Several states have recently ramped up their regulation of the student lending industry by passing laws requiring student loan servicers to be licensed in the state in order to operate there. Many of these state licensing laws are creating conflicts for servicers in an industry already dominated by federal law. Now a U.S. District Court in Connecticut has decided in Pennsylvania Higher Education Assistance Agency v. Perez that federal law preempts portions of Connecticut’s student loan servicer licensing statute, a decision that may limit the scope of other states’ licensing laws.
In 2017, Connecticut’s licensing statute placed student loan servicer Pennsylvania Higher Education Assistance Agency (PHEAA) in an impossible situation. The Connecticut Department of Banking, pursuant to Connecticut’s student loan servicer licensing statute, demanded PHEAA’s records and information related to the federal Public Service Loan Forgiveness Program. However, the Department of Education, which contracted with PHEAA for the servicing of certain federal Direct Loans in the Public Service Loan Forgiveness Program, instructed PHEAA to not disclose any data or documentation related to the Public Service Loan Forgiveness Program. The U.S. Department of Education took the position that PHEAA was prohibited from releasing the Public Service Loan Forgiveness Program’s records under the federal Privacy Act and declined to provide the records to the Connecticut Department of Banking.
Even though PHEAA informed the Connecticut Department of Banking that it could not respond to the request due to the U.S. Department of Education’s directive, the Connecticut Department of Banking threatened administrative action and suspension of PHEAA’s state license if it failed to comply with the records request. Ultimately, neither the Connecticut Department of Banking nor the U.S. Department of Education was willing to budge from their respective positions, leaving PHEAA’s state license hanging in the balance.
PHEAA sought a declaratory judgment from the federal district court as to whether federal law preempts the portions of Connecticut’s licensing statute relied on by the Connecticut Department of Banking in making its document requests. On summary judgment, the court examined the dispute under principles of conflict preemption, ultimately finding that federal law preempted the provisions of Connecticut’s licensing statute that required PHEAA to provide documents related to its servicing of federal student loans.
The court first noted that Connecticut’s “licensing requirements for student loan servicers overlap with [the U.S. Department of] Education’s own criteria for selecting its servicing contractors,” and accordingly interfere with the U.S. Department of Education’s selection process for its own contractors. This, the court held, violated the U.S. Supreme Court’s precedent set in Leslie Miller, Inc. v. State of Ark., in which the Supreme Court struck down a state licensing statute that virtually gave the state power of review over a federal contractor determination.
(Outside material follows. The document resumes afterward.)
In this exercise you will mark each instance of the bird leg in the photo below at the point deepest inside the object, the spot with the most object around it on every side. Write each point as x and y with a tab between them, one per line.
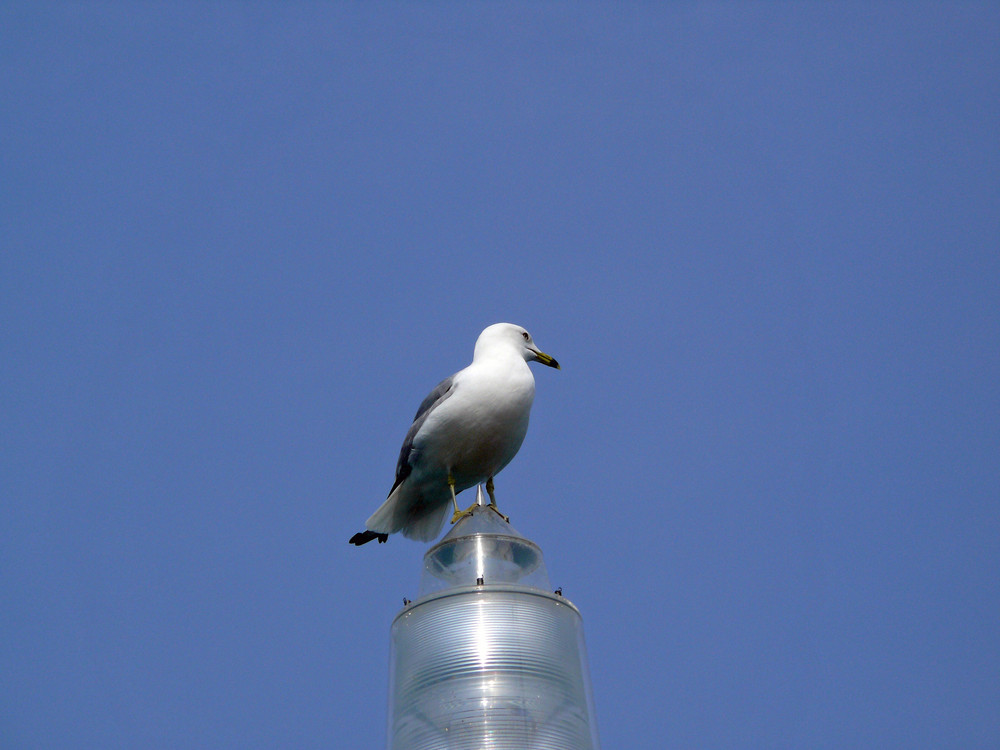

The court also held that “impossibility preemption bars the portions of [the Connecticut Department of Banking’s] demands that sought documents and information protected by the Privacy Act, since ‘compliance with both federal and state regulations [wa]s a physical impossibility’ for PHEAA.” The court noted that the U.S. Department of Education has “substantial discretion” in whether to release documents under the Privacy Act and has ownership of the documents themselves. PHEAA thus had no power on its own to provide the documents to the Connecticut Department of Banking, and impossibility preemption applied.
Notably, the court did not hold that Connecticut’s general licensing requirement was preempted, but rather limited preemption application to just those portions of Connecticut’s licensing statute that covered state investigations and record-keeping requirements for federal student loan servicers. Also, the opinion appears to restrict preemption to the servicing of federal student loans rather than privately held student loans. Lastly, while the court declined to reach the issue of whether field preemption applies, the court noted that there was some authority suggesting field preemption would not be appropriate as it relates to the relationship between state licensing laws and federal law.
This decision limits the reach of Connecticut’s licensing statute because it strips some potent tools from the Connecticut Department of Banking — investigatory powers and informational demands. While the decision likely will not slow the growing trend of state licensing laws aimed at the student lending industry, it may take the teeth out of some of the provisions.